Aiello and Kolb hypothesize that the way in which monitoring is conducted affects employee productivity and stress. In a laboratory experiment involving simple data-entry tasks, they address a number of questions, including how monitoring affects productivity and worker perceptions and whether or not the social environment moderates the effects on productivity. The authors predict that monitoring should increase performance on simple tasks and decrease it on complex tasks because simple task performance is enhanced by an audience. In addition, they speculate that individually-monitored participants will have the highest rate of performance, and those monitored at a work-group level will have a somewhat higher performance than nonmonitored participants. Aiello and Kolb suggest that the composition of the work group may affect productivity and stress. They hypothesize that individuals who work alone will perform at a lower rate than individual participants in the presence of others–either strangers or members of a cohesive work group, and that the latter will be the most productive and experience less stress than lone individuals or anonymous groups, due to social support.
The experimental results show that high-ability participants (those with high baseline scores) who are monitored perform at a high rate, while similarly monitored low-ability participants (low baseline scores) perform at a lower rate. This occurs regardless of whether the monitoring is at the individual or workgroup level. Because baseline scores are a measure of preexisting skill, performance indicates that “fast workers get faster, and slower workers get slower.” Aiello and Kolb conclude that productivity increases only when workers have mastered the task and suggest that monitoring may lead to poorer performance and a longer learning curve among those who are still learning their job.

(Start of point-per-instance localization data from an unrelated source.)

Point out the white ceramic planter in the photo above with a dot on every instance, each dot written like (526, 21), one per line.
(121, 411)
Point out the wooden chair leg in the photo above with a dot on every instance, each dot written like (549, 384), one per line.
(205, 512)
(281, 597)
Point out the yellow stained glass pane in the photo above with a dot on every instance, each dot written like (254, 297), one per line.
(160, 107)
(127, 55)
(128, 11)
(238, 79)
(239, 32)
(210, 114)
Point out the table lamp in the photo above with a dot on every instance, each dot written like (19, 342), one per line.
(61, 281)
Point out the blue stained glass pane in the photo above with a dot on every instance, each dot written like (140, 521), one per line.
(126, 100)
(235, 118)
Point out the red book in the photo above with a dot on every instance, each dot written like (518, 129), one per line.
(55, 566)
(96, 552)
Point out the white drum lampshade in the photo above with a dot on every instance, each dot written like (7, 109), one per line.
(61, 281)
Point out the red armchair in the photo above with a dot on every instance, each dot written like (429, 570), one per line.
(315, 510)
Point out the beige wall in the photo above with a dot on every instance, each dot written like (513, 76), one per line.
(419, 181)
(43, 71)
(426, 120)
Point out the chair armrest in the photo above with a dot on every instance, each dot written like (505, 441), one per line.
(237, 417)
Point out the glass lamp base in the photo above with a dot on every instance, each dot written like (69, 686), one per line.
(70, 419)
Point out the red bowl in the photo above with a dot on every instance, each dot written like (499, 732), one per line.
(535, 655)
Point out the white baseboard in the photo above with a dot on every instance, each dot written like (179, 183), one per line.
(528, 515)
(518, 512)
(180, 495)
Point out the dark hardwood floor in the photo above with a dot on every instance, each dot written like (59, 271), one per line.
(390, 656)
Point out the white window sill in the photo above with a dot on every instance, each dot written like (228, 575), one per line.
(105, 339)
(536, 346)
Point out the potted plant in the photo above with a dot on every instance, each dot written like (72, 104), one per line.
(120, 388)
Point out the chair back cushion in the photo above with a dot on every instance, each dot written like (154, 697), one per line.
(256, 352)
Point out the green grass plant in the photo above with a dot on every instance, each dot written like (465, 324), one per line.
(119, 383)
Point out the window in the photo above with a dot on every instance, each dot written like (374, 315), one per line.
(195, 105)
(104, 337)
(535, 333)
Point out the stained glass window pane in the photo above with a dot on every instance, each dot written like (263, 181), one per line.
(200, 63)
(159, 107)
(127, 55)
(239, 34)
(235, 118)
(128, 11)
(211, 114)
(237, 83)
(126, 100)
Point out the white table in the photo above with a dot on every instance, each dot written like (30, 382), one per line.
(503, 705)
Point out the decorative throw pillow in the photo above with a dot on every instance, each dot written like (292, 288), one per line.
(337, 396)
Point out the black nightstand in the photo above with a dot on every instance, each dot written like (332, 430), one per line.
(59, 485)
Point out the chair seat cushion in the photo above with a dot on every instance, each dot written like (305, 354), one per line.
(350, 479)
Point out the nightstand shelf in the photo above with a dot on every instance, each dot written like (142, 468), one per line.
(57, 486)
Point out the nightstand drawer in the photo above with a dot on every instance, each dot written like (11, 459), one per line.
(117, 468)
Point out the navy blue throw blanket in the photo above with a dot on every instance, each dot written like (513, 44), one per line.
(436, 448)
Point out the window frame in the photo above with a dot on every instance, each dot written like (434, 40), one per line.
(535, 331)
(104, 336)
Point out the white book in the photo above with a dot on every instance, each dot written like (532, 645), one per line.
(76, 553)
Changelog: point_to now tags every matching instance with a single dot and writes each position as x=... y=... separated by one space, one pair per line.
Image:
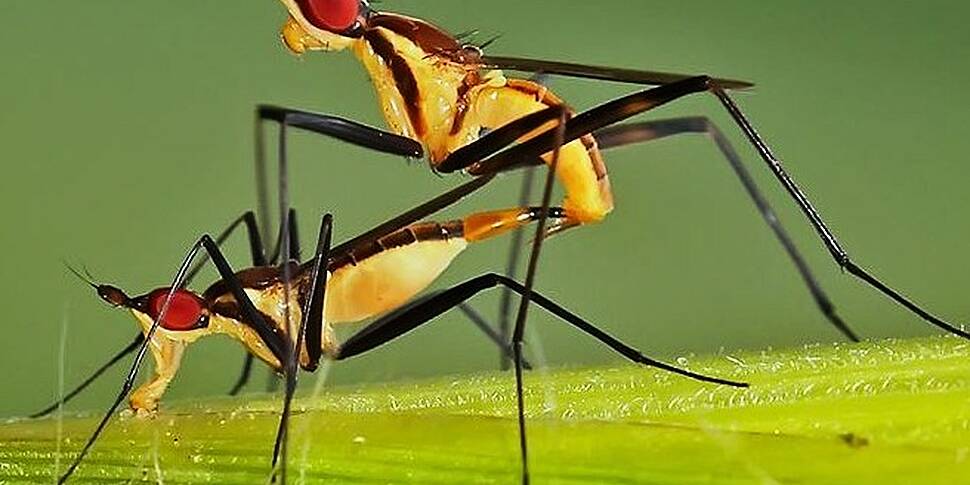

The authors find limited evidence that working in groups affects productivity, because group members are not more productive than participants who work alone. However, work groups may be an effective strategy to reduce stress of monitoring, as individually monitored participants report the most stress, nonmonitored the least, and group monitored, intermediate stress levels. Aiello and Kolb point out that monitoring appears to induce feelings of stress independent of changes in job design and loss of social support, as all participants in the study were exposed to the same job elements.
There are a number of factors unmeasured in this study that may moderate the effect of monitoring on workers, for example, a punitive or supportive organizational climate, employee involvement in adopting and implementing monitoring systems, and how rewards from increased productivity are distributed. The authors suggest research should be undertaken on these subjects and caution that it is beyond the scope of their study to assess the cumulative effects of being subject to electronic observation.